Plusieurs pays ont déjà expérimenté ce type de dispositif, notamment en Europe et aux États-Unis, avec des résultats encourageants en matière de réduction de la récidive. Ces expériences démontrent qu’une approche combinant suivi médical, accompagnement psychologique et encadrement judiciaire peut constituer une réponse plus efficace que la seule privation de liberté.
Au Sénégal, une telle réforme nécessiterait une adaptation du Code pénal ainsi que la mise en place d’une injonction de soins pour les profils les plus à risque. Cette démarche devrait impérativement s’inscrire dans un cadre pluridisciplinaire, associant magistrats, médecins, psychologues et travailleurs sociaux, afin de garantir à la fois le respect des droits fondamentaux et la protection de la société.
Au-delà de l’approche juridique et scientifique, cette proposition trouve également un écho dans les valeurs spirituelles. Les finalités de la loi islamique (maqâsid al-sharî‘a) placent la protection de la descendance (hifz al-nasl) au cœur des priorités. Prévenir le mal et protéger les plus vulnérables constitue une exigence morale forte. Si le repentir (tawba) reste une dimension essentielle, la justice humaine a le devoir de garantir les droits des victimes (haqq al-mazlûm) et de prévenir toute récidive.
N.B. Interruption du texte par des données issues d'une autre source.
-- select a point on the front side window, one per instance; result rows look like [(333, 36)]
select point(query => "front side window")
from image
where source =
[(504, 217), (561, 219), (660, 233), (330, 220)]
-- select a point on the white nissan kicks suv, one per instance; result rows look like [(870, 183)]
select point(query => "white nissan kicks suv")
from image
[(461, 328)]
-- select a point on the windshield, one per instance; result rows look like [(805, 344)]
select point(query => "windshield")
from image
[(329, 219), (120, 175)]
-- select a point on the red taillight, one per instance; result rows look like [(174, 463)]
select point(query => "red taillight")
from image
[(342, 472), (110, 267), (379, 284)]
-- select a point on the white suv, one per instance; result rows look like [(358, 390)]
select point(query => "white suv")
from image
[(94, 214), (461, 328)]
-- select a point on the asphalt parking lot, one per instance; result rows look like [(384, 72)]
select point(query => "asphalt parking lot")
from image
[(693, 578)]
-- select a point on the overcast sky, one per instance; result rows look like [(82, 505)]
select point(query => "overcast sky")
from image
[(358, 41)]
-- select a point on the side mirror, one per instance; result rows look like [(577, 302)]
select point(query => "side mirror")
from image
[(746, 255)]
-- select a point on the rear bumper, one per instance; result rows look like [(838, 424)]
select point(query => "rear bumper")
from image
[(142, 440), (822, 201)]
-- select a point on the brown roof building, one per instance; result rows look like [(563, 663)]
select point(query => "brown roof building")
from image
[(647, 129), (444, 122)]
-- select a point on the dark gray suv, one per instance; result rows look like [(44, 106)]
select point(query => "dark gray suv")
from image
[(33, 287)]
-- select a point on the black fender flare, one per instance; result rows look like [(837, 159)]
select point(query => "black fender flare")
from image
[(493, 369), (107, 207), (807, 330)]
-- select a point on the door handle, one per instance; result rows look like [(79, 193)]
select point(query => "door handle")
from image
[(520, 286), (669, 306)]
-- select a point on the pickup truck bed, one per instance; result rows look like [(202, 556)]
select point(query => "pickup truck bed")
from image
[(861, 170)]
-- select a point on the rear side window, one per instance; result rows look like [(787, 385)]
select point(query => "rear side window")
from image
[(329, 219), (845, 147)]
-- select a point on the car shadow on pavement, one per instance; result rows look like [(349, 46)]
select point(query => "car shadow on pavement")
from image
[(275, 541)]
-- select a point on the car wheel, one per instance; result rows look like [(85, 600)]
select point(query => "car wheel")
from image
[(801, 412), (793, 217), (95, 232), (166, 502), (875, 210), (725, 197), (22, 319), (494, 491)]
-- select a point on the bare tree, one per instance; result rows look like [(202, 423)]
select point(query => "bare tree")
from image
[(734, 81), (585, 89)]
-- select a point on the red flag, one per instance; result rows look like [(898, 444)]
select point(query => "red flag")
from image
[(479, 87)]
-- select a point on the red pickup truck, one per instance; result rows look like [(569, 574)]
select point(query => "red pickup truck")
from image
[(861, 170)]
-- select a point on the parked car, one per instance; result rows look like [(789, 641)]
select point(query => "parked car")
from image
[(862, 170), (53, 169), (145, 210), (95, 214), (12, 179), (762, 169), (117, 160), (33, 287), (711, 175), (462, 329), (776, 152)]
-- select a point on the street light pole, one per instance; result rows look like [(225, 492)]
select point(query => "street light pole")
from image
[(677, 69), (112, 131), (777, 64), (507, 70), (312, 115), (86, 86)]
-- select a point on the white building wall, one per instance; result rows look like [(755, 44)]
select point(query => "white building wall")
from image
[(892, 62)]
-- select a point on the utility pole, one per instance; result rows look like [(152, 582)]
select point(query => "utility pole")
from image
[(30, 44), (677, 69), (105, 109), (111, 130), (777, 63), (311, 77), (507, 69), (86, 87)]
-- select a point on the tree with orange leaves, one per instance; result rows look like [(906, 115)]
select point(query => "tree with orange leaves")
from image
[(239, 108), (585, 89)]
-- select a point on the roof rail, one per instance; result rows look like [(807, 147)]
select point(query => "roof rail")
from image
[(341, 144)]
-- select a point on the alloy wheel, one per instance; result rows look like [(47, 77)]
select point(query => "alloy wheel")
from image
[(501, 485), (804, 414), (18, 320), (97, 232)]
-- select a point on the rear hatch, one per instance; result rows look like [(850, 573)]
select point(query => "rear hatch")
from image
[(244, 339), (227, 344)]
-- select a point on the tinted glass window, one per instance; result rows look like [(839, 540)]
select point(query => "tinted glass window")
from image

Ainsi, accepter un traitement médical encadré peut être perçu comme un engagement concret de la part de l’auteur à ne plus nuire. Il s’agit d’un équilibre entre sanction, prévention et responsabilité, où la dignité humaine est préservée tout en assurant la sécurité collective.
Ouvrir ce débat, c’est faire preuve de courage politique et de responsabilité sociale. Protéger nos enfants exige d’explorer toutes les solutions efficaces, dans le respect de nos valeurs, de notre droit et de notre humanité.